Monday, September 14, 2009

No I'm not a Disney Freak

Really I'm not. I might have stayed at the Disneyland Hotel this weekend. I might have gone to the Disney convention on Sunday. I might have eaten at Goofy's Kitchen two times this weekend. And I might have gone back to Anaheim today to go to Disneyland because we didn't actually get to go this weekend. Alright, I had a good time, but I'm not a Disney freak. The hotel was free, the convention was free, and today we went back to anaheim to see some friends off and then take advantage of the park.

I didn't get down to Anaheim until Saturday night. I had to put my community time in at the garden and then work on some photos on Saturday, so I drove down by myself later Saturday night. Mario and his sister headed down on Friday, they wanted to be there first thing Saturday morning. You would have thought Mario was going half way around the world for a month. Seriously, when did we become such mushy bastards! He kept questioning if he should go. He didn't want to leave me alone. I reminded him that I used to live alone and loved it. Yes I do sleep better with a snoring bear next to me for some reason now, but I knew I would survive the night. He was still a sappy mess....he's so cute. I was getting all kinds of sappy text messages from him. It's not like we haven't been apart before. Guess it had been a while though.

Once I got there on Saturday he was all better and happy. Of course my arrival meant that we could go to dinner and he could finally go to his beloved Goofy's kitchen. It's a buffet place. You know Mario loves his buffets. I didn't think anything of it really. We put our names in stood back and waited.

Then in walked the biggest pair of boobs ever! This woman walked in with her big fake boobs in a long red dress. That-dress-was-painted-on! I can confidently say that she was not wearing panties or a bra. How do I know this? because I could see everything! The only place that dress was appropriate was in her bed or in a porn! Certainly not in a children's themed restaurant. Anyway, she put her name in and then sat across from us. Oh yeah, she had a husband and her kid with her...almost didn't notice her family with those girls of hers. Sitting across from her I noticed something. Not only was I watching her, but her girls were watching me. Any time I moved, they followed. I asked Mario if he noticed. He said yes and it was creeping him out.

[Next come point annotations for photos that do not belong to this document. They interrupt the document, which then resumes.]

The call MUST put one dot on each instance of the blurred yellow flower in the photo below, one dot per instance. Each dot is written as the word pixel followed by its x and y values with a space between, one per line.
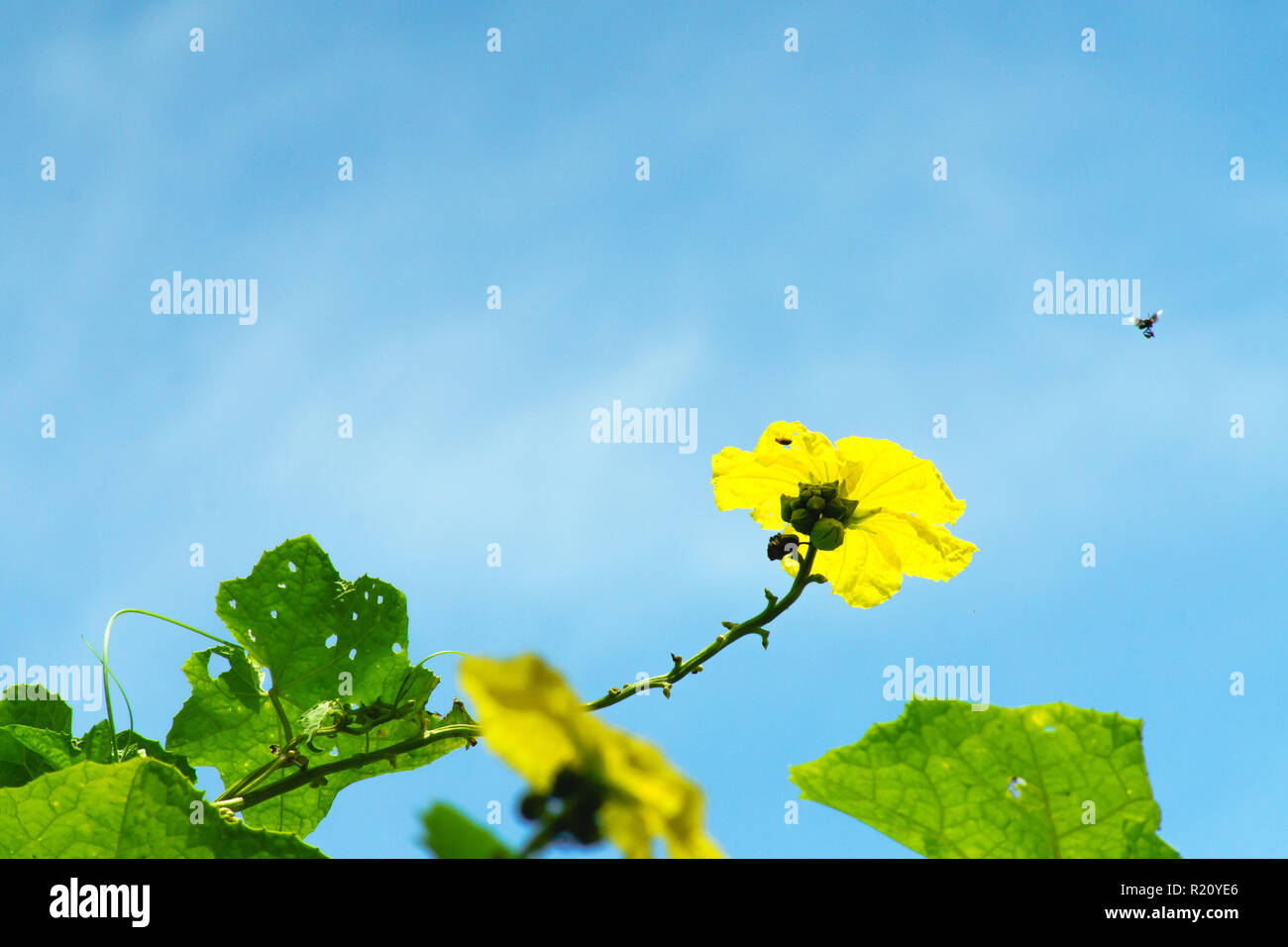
pixel 889 502
pixel 533 722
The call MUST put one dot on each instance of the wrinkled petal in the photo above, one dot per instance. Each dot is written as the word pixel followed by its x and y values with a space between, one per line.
pixel 533 722
pixel 881 474
pixel 755 479
pixel 864 571
pixel 527 711
pixel 923 549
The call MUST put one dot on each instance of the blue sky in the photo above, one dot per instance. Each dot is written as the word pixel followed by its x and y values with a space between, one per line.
pixel 767 169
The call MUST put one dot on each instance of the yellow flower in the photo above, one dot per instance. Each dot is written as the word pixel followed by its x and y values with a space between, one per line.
pixel 533 722
pixel 898 502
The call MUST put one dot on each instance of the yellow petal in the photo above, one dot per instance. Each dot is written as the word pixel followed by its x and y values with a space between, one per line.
pixel 881 474
pixel 863 571
pixel 528 715
pixel 923 549
pixel 533 722
pixel 755 479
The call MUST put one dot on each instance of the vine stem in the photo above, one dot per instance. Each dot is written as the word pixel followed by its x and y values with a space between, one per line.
pixel 752 626
pixel 303 777
pixel 107 634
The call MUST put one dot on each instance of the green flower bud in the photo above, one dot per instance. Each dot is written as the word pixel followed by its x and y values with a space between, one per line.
pixel 804 519
pixel 827 535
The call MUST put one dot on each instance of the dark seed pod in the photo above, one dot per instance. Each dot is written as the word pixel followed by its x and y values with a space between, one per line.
pixel 781 544
pixel 532 806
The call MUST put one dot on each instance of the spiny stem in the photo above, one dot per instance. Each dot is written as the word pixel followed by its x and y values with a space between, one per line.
pixel 694 665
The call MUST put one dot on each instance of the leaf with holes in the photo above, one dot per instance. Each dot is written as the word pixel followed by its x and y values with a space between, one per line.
pixel 314 643
pixel 35 733
pixel 136 809
pixel 325 651
pixel 1048 781
pixel 451 834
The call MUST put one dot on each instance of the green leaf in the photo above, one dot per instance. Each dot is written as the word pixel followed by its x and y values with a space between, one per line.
pixel 35 733
pixel 97 744
pixel 450 834
pixel 136 809
pixel 283 617
pixel 953 783
pixel 286 611
pixel 141 745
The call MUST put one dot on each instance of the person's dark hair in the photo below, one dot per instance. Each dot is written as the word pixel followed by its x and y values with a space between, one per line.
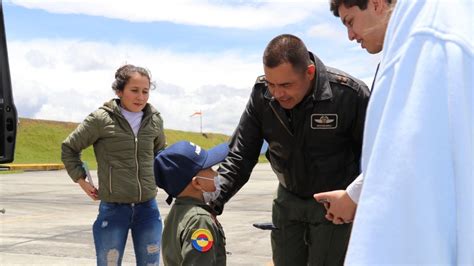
pixel 287 48
pixel 123 74
pixel 362 4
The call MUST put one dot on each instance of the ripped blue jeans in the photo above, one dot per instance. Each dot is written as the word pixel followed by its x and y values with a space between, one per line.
pixel 111 230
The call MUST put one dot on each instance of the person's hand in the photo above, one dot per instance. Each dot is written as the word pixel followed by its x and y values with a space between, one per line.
pixel 339 206
pixel 88 188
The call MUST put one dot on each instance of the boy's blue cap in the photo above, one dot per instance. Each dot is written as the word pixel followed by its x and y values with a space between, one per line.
pixel 176 165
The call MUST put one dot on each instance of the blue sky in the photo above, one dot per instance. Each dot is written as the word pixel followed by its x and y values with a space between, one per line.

As I scooted back and forth on the seat, testing to see if her boobs were watching me, I heard it. A name was called to be seated. I knew we were next on the list, so I leaned forward a bit to stand up. Only I didn't hear our name. I heard "Boobs, party of three". What! No way. She got there after us! Those tits of hers got her seated first! I could believe it!

Of course I was mad. I have boobs too! No they aren't as perky or big, but they're a good rack. We went up to the host and mentioned that we were next. She apologized and then told us to go up and have a photo taken with goofy. My anger was completely forgotten about the Boobs. I had no idea that there was even the slightest chance of dining with Disney characters. This is my nightmare! You know my dislike of the characters. I don't know how to act around them. I turn into an awkward mute. I don't know what to do with myself. So I just smile and nod and then look down until they leave.

At this point my anger was more focused on the husband. He knew my dis-love of the characters. Maybe that's why he was being so mushy that whole time! He knew he was taking me into the lions den of walk around characters. Of course they could smell my fear. Those fuckers were all over me! Goofy, Cinderella, Dale, Chip, Geppetto, Mulan, the list goes on. The kids there loved that shit. It was torture for me. Mario was nice enough to try to take the attention off of me, but they were still drawn to me.

At one point I felt an alien presence. I knew I had to duck if I wanted to save my life...


See that big fake smile. Not happy. Actually that guy almost got an elbow to the nuts, those teeth hurt. In the end I survived dinner. The food was actually really good, but I was happy dinner was over. I was relieved more than you could know, until I found out we were going to breakfast there the next morning. No shit.

Breakfast went much better for sure. We were in the perfect spot, so I could hide more in the corner with my back to the wall. There were also three more people to take the brunt of the torture.

Actually my absolute most favorite thing happened at breakfast. As two of us went back to the buffet for some more sustenance...it happened. As Chip and Dale happened to cross in front of us there was a very distinct noise heard. One of those two little weirdos had ripped a big fart. Then took off running for the back room. I couldn't stop laughing as I thought about how bad it must have been in that costume at that moment. You know it's hot in there. Now it was just foul. One of the other people at the table mentioned that those costumes take time to get out of. While I do hope they made it to the bathroom in time, I felt like karma had been dealt.

That is the first time I can say that I actually enjoyed a Disney Character! Maybe I am a Disney freak!